If you attended the recent SCTE Cable-Tec Expo, you probably came across many mentions of latency using a plethora of terms, including "Low Latency," "Low Latency DOCSIS" (or LLD), "Low Latency Xhaul" (or LLX), "5G Low Latency" and others. But what do they all mean, how are they similar and different and what's being done about latency?
Latency itself is simply a technical term for how much time it takes for a packet to travel from its source to its destination, particularly over computer networks. Low latency, however, is a widely used term with no specific definition: in essence, it just means that the latency of a given network is lower than it used to be, or that the latency is low enough to support a particular application or use case. In other words, whether something achieves low latency depends entirely upon the context in which you're discussing it.
Even though it's a nebulous term, low latency has been getting a lot of attention lately. Part of the reason is a growing realization that latency is – in many instances – more important to an end user's experience than raw transmission speed. But a lot of it comes from the 5G focus on low latency as a key feature that differentiates 5G from the generally high latencies of prior mobile technologies.
Although the term is just now gaining widespread attention, it's actually something that CableLabs has been working on for years with DOCSIS networks.
Our first effort at managing latency goes all the way back to 2011. At that time, we discovered that some users were experiencing extremely high average latency – on the order of one second when under load – due to what was referred to as "buffer bloat." Cable modem and cable modem termination system (CMTS) designs used large buffers to ensure maximum throughput without regard for latency.
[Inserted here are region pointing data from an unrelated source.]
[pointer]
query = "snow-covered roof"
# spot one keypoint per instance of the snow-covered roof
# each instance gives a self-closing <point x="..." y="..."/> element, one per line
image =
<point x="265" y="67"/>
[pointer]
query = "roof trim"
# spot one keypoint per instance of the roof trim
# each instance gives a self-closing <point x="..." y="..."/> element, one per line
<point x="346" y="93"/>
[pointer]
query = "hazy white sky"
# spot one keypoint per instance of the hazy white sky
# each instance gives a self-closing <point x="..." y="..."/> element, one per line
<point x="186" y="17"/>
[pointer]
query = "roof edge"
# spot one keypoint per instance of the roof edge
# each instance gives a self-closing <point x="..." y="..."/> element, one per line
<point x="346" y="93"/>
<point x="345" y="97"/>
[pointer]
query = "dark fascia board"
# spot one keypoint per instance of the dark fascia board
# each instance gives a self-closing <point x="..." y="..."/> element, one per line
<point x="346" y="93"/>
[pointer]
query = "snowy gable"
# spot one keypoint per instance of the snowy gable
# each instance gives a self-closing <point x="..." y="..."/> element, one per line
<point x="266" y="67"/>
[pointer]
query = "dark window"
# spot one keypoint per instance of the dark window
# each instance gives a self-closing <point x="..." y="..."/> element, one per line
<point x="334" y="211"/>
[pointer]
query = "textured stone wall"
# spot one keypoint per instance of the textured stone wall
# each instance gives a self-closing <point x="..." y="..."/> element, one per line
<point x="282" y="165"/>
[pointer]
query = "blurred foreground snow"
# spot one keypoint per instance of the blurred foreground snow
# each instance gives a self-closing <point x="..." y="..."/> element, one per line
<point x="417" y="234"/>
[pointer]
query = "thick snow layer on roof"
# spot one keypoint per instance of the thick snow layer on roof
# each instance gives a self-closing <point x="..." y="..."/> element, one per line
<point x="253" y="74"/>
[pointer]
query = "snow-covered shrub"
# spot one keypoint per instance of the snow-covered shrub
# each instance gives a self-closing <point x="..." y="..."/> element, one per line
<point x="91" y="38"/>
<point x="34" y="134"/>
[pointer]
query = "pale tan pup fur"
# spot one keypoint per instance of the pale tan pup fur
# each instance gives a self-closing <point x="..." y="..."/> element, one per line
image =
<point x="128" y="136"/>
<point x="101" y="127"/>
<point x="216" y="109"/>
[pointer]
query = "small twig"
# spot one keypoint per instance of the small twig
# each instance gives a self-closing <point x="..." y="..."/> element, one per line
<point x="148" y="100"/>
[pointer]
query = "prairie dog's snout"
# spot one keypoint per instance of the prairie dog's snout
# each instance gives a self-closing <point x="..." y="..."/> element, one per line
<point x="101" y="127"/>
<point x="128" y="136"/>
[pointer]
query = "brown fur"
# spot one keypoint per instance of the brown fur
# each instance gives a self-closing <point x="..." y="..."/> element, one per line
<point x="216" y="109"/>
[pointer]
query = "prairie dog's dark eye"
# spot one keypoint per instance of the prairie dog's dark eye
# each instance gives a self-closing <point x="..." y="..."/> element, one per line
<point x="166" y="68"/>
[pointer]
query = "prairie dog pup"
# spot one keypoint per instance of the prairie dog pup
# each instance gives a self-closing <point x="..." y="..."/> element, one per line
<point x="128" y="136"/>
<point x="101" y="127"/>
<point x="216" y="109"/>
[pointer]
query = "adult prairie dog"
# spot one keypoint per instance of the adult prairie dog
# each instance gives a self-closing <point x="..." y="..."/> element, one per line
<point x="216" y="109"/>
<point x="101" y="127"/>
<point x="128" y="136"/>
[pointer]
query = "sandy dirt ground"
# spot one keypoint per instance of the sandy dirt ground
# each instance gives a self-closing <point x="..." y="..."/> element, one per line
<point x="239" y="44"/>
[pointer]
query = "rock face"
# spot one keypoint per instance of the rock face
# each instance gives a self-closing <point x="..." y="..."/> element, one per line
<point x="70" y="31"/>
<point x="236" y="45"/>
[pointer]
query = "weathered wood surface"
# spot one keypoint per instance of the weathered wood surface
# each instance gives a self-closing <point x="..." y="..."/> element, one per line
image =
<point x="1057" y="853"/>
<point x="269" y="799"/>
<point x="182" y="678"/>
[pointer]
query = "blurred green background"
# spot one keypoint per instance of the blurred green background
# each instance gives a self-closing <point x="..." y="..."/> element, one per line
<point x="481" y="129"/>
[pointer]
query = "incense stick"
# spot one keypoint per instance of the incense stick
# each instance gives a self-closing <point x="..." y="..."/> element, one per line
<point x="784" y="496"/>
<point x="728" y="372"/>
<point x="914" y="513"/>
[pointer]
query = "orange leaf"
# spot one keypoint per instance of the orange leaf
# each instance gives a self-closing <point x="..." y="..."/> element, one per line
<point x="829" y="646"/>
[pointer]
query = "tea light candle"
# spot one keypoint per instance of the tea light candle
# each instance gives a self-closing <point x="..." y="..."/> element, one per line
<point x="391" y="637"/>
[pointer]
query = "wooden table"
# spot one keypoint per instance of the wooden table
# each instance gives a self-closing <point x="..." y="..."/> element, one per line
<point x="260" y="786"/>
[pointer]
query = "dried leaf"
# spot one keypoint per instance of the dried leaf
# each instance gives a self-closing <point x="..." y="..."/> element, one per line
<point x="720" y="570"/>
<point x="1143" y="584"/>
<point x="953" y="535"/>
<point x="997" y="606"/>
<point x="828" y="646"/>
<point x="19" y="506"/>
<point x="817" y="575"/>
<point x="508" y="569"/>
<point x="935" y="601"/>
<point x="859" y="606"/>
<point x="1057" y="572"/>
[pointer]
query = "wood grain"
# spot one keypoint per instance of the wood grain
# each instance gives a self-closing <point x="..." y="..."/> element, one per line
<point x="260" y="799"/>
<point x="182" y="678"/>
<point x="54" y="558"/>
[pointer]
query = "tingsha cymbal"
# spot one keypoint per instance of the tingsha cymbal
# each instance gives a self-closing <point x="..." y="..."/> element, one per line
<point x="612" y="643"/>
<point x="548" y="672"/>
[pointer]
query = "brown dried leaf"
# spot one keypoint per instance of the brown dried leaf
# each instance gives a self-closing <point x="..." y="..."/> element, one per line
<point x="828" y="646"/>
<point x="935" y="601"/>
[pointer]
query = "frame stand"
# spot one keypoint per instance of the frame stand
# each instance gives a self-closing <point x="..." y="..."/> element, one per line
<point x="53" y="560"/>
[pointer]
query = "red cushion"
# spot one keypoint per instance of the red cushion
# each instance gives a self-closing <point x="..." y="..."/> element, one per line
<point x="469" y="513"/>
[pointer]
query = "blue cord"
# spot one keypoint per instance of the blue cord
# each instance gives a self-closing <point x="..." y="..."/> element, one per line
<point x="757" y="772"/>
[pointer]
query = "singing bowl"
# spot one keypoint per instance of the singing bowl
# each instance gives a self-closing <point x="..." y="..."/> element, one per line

To address this issue, CableLabs worked with manufacturers to define controls that allow cable operators to manage the size of a cable modem’s buffer, reducing the average latency under load to around 100 milliseconds (ms) without impacting throughput.
In 2015, our next effort came in the form of a feature called Active Queue Management (AQM), one of the key new features added in the DOCSIS 3.1 specifications. AQM assures low queue (or buffer) occupancy while maintaining the ability to absorb a momentary traffic burst – unlike the buffer controls which set a hard limit on buffer size. With AQM, average latency under load is reduced to around 10 ms, a further order of magnitude improvement.
When deployed, these changes reduce the latency for all traffic, enabling significant improvements in the user experience. However, we saw there was still room for further improvement, as well as use cases that would benefit from reduced and/or more consistent latency.
As we looked more closely at the remaining sources of latency and jitter in networks today, it became clear most of the issues were caused by applications that send large bursts of traffic, causing temporary backups in network buffers. AQM was designed to accommodate these bursts, allowing those applications to achieve good throughput performance. But it turns out that other applications were suffering as a result. So, addressing this issue was the primary focus of our Low Latency DOCSIS (LLD) project.
The solution that CableLabs and our partners developed for this is referred to as Dual Queue Coupled AQM. As the name implies, this solution provides two queues: a classic queue for the applications that send large traffic bursts (causing latency and jitter for themselves and others), and a low latency queue for the applications that don't. By volume, most of the traffic today is in the former category – we refer to it as Queue-Building (or QB) – and includes applications like video streaming and file downloads. The latter category – Non-Queue-Building (or NQB) – includes applications like video collaboration and online gaming, many of which are especially sensitive to latency and jitter.
In this approach, any application can identify its NQB traffic via a marking in the packet header. The cable modem or CMTS then uses that information to direct each packet to the appropriate queue. The improvement is dramatic. Our simulations have shown that it may be possible to achieve round-trip latencies for NQB traffic of ~1 ms when combined with a new upstream scheduling service called Proactive Grant Service (or PGS). All without negatively impacting the throughput of QB traffic.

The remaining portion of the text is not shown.